Seasonality is a common characteristic of time series. It can appear in two forms: additive and multiplicative. In the former case the amplitude of the seasonal variation is independent of the level, whereas in the latter it is connected. The following figure highlights this:

Note that in the example of multiplicative seasonality the season is becoming “wider”. Obviously if the level was decreasing the seasonal amplitude of the multiplicative case would decrease as well. For selecting the appropriate model to produce our forecasts we need to know the type of seasonality we are dealing with. How do you compare against statistical identification? **Select additive or multiplicative in the demonstration below and submit your choice to see if you can do better than statistics and the average accuracy of participants so far**.

Hi Nikolaos,

Thanks for this interactive tool !

I can’t find any information about this “KS test”.

What does it stand for?

Thanks

That is an unpublished test that I have been working on with a colleague of mine, Carlos Diaz. Sometimes it takes quite a bit of time to get an academic publication!

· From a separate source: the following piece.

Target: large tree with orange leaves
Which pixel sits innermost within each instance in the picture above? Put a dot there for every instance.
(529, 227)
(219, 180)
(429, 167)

You can find a prototype of it in TStools for R. The function is called

`mseastest< \code>.`

How did you obtain the plot comparison (additive vs multiplicative) graphs in R that are shown above?

It has been a while since I built this plot, so I do not have code any readily, but I think what I did is construct the series, fit a centred moving average through them (red line) and then add or multiply a factor to it to get the dotted blue lines for the two types of seasonality. Hope this helps!

Thanks.

But I still have some confusions:

1. What does level stands for here and why are we using level here?

2. I see that data points are closer to each other within a year( time frame) in additive case whereas data points are far from each other within a year in multiplicative case. Is this additive/multiplicative seasonality refers to?

1. As level, in these cases, I am using a local level estimate as defined in exponential smoothing state space models. In many cases, you get a similar view by using a centred moving average.

2. The general definition of additive or multiplicative seasonality is: level + seasonal indices, or level x seasonal indices. Effectively, with multiplicative seasonality the width of the seasonal pattern is proportional to the level. For additive seasonality it is independent.

Excellent demonstration. I finally understand. Many thanks!